Os juízes do Supremo consideram que, na petição inicial feita na primeira instância, a Cimpor "alegou de forma excessivamente abreviada os factos que causaram os danos peticionados", nomeadamente relativos ao encerramento do entreposto de Gaia face à impossibilidade de levar os camiões aos silos e que obrigaram a transferir a operação de Gaia para o Centro de Produção de Souselas e de Alhandra. Esse dano valia 20,1 milhões de euros da indemnização atribuída à cimenteira. Porém, como a empresa não fez a "precisa e esclarecedora articulação dos factos indispensáveis a um justo julgamento", essa enorme fatia de indemnização caiu por terra.
Para a Drylux, que pedia a anulação da decisão, o acórdão do Supremo Tribunal Administrativo viola a Constituição por "implicar um inadmissível défice de justiça material" e descartar factos que já tinham sido dados como provados pelas instâncias inferiores. "O Tribunal entende que deve, pura e simplesmente, desatender factos alegados por uma das partes, determinantes para o ressarcimento de um dano assente e provado com trânsito em julgado", sublinhou perante os juízes, apontando para a "surpresa" da sentença que surge após "10 anos de longo, cuidado, exaustivo e minucioso debate sobre as questões de facto e de direito que opõem as posições do Município e da Cimpor".
Contudo, o Pleno do Supremo Tribunal Administrativo não encontra razões para alterar a decisão de outubro, que conduziu à redução de 28 milhões na indemnização devida pela Autarquia à Drylux. "A aceitar-se que a ação pudesse ser julgada e o réu [a Câmara de Gaia] condenado apesar da petição inicial ser omissa no tocante a factos essenciais, estava-se a beneficiar, de forma inaceitável e sem cobertura legal, uma das partes" e a impedir que o Município pudesse "contrariar eficazmente as razões que fundamentavam o pedido" da Cimpor, pode ler-se ainda no acórdão do Supremo, datado de 21 de janeiro, em resposta à reclamação da Drylux.

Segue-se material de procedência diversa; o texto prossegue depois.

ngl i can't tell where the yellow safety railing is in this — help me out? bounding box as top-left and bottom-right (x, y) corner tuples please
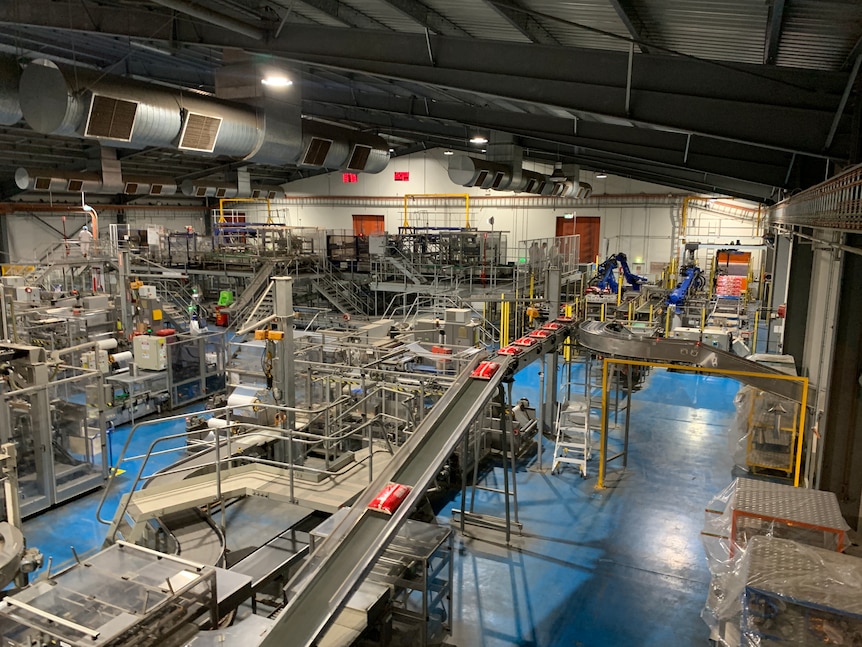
(597, 359), (809, 488)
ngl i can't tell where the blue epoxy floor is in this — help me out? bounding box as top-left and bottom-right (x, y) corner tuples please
(21, 363), (740, 646)
(440, 362), (739, 647)
(22, 402), (205, 575)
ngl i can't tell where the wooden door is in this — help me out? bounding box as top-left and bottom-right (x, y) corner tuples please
(353, 214), (385, 236)
(574, 216), (600, 263)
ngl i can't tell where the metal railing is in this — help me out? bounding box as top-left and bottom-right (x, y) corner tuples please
(770, 163), (862, 230)
(97, 398), (391, 544)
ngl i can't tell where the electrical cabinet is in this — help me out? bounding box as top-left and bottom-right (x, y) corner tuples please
(133, 334), (167, 370)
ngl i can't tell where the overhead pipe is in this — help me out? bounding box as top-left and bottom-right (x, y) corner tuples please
(16, 59), (391, 187)
(0, 55), (21, 125)
(448, 155), (592, 197)
(149, 0), (266, 40)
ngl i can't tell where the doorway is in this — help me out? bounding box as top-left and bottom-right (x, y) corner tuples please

Fica, assim, o Município de Gaia obrigado a pagar 2,53 milhões de euros, acrescidos de 1,09 milhões de juros, num total superior a 3,63 milhões. Uma verba que a Câmara não tem. A ação executiva em curso no Tribunal definirá quando é que esse valor terá de ser pago.
"Há uma réstia de esperança de conseguir incluir esta sentença no saneamento financeiro, tal como a da VL9. Como o Tribunal se recusou a apreciar o pedido de nulidade da sentença [feito pela Drylux na sua reclamação], a tese que os economistas têm é de que a decisão deve ser reportada a outubro" de 2015, afirma Eduardo Vítor Rodrigues. Se for possível incluir este contencioso no saneamento financeiro, a indemnização de 3,63 milhões poderá ser paga, logo que o programa de saneamento seja visado pelo Tribunal de Contas.